Shirin in Love movie review & film summary (2014)
The statistics this article marshals are fairly astonishing, especially since no one argues that audiences are no longer are interested in romance explored in comic form. The genre's decimation rather has to do with the current cultures, prejudices and economic strategies of the major studios. Yet as Nicholson notes, "Bold changes come from vacuums. We're seeing it happen now. If the major studios won't make romantic comedies, independent companies will."
Certainly, indie filmmakers like Ramin Niami will. Though "Shirin in Love" isn't likely to duplicate the flukish success of "My Big Fat Greek Wedding," the most successful indie rom-com of all time, it ventures into the Hollywood vacuum with a similar blend of ethnic specificity and classic romantic comedy narrative strategies.
Its eponymous heroine, Shirin (Nazanin Boniadi) is a pretty mid-twentysomething struggling to escape the plush nest of her successful immigrant parents. A bumbling ditz in the tradition of Diane Keaton and Goldie Hawn, she's finished law school but decided she wants to be a book critic.
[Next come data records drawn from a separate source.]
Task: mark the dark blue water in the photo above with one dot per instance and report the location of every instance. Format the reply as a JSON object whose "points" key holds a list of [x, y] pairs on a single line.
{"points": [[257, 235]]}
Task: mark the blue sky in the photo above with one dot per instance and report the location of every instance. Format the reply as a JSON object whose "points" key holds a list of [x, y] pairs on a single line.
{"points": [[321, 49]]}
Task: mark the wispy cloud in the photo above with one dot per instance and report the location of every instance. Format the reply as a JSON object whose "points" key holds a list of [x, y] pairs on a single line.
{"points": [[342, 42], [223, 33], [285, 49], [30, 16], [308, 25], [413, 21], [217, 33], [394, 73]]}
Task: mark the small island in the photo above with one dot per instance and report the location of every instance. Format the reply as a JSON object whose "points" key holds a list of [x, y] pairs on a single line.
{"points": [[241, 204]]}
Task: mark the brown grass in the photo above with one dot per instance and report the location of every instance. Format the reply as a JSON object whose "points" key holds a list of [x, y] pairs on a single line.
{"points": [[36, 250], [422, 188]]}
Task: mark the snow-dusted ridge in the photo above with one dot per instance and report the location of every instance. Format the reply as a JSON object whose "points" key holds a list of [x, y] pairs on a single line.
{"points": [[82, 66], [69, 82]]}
Unfortunately the one outlet she has as a novice writer is a glossy Beverly Hills magazine published by her mother, Maryam (Anahita Kalatbari), a sculpted, peroxided, Type-A embodiment of the controlling Persian mother.
Not only does Maryam want to keep Shirin's work life under her sights—you get the feeling she's only temporarily indulging her daughter's writerly ambitions—but she also keeps nudging her toward marriage with her longtime boyfriend, Mike (Maz Jobrani), a successful plastic surgeon who has been friends with Shirin's family for years.
No wonder that Shirin acts out, as when, in a luxe party thrown by Maryam and attended mainly other Iranian-American professionals including Mike, she gets roaring drunk and has to be rescued by one of the few non-Iranian guests, William (Riley Smith). The wheels of destiny are set in motion by this encounter, but Shirin blacks out the evening sufficiently that she doesn't remember the guy when she meets him a second time. This happens when she drives up to northern California to interview a reclusive writer named Rachel Harson (Amy Madigan) and finds that she has a handsome son named William.